März 1992. So viel an all dem war grandios. Die Premiere hatte an meinem Geburtstag stattgefunden. Danach war ich Tag um Tag wieder in den Saal eingetanzt, zwei Stunden lang in den Traum eingetaucht, unberührt von Fenstern, die von oben bis unten von Atemfeuchtigkeit von 200 Menschen angelaufen waren. Schon das ganze Semester davor war fantastisch gewesen. Schulalltag? Pah! Ein paar lästige Aufsätze - how ironic -, aber sonst? Bio ging nicht ohne Lernen (Jahre später dann mein Unverständnis: Wie konnte man nur Bio als Abschlussfach wählen? Der Lernquotient im Vergleich mit meiner Wahl Mathe war ja, ich weiß nicht, sechsstellig). Geschichte brachte mich an meine Grenzen - man kann sich nur eine sehr begrenzte Anzahl von Daten aus den Fingern saugen. Aber der Rest wurde als Alltag genossen, damit dann der Nachmittag im Musiksaal erlebt werden durfte.

Das Programmheftsignieren - welch schöne Tradition! Während ich schon high vom Make-up-Duft und von Räucherstäbchen war, lief ich wie die anderen herum, um hier und dort und da Sprüche für mein Heft zu sammeln. "...total aufgeblüht...", "...offenes Ohr...", "...Schminkversuchskaninchen...", "...tolle Frisur..." Äh, ja, ähem. Ohne tägliches Toupieren und ohne Sprayorgien wär's mir schon lieber gewesen, äh.

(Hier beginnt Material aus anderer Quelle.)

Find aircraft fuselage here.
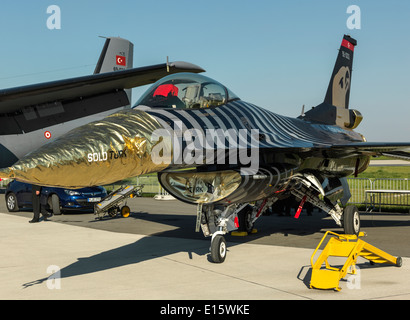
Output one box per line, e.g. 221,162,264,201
144,99,370,179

Einsingen: Su-sa-ha-ha-naaaa. Co-ri-hi-hi-naaaa. Blumen blühen blau, Blumen blühen blau, und noch einmal nach unten... Auf meinen Schwarm übte ich am Höhepunkt seiner Nervosität mit meiner Unverrückbarkeit eine sedative Wirkung aus - wahrscheinlich war's auch das Gefühl, dass die Anzahl seiner Fans zumindest intern größer gleich eins war. Na ja, obwohl, jede Sorge war da unbegründet. Er wirkte auf mich hingegen höchst pulsfördernd, wie er da immer mit Denimgilet auf nacktem Oberkörper rumstand. Ach, damals war mir das noch nicht klar, dass so jemand eine absolute Seltenheit war, der so toll und so unmacho war. Heute denke ich, unmacho ist rar, denn unter der unvermutetsten Oberfläche kann eine Machobahn sein.

Wo war ich? Ach ja, die Dernierenfeier. Ich hatte, schön traditionell, meine Nase über dem Waschbecken ausbluten lassen. ("Wo ist Ronja?" - "Nasenbluten.") Make-up-Ränder zierten mein Gesicht, die Haare klebten noch vom Spray, und es ging auf ins Getümmel. Herrlich. In einem Klassenzimmer wurde gesungen - unser selbst noch nicht lange aus der Pubertät herausgekommene Regisseur sang ein Liebeslied für seine Gitarre - wenn ich so zurückdenke, kann ich nicht sagen, ob er beschwipst war oder nicht, denn er war immer so überschwenglich. "Morgn, jo, morgn, faung i a neichs Lebn an, und waun ned morgn, dann übermorgn, oba gaunz sicher irgendwaun..." Und ich? Fühlte mich zu Hause.

Eine aufgegangene Blume kann wieder für ein Weilchen zugehen, wenn Sonne und Dünger fehlen, aber sie weiß unter Umständen, wie sie wieder blühen kann. Wanderpflanze (weg aus dem Dauerregen!). Richtige Nachbarschaft (Giftpflanzen sind es nicht!). Warme Lichtanteile.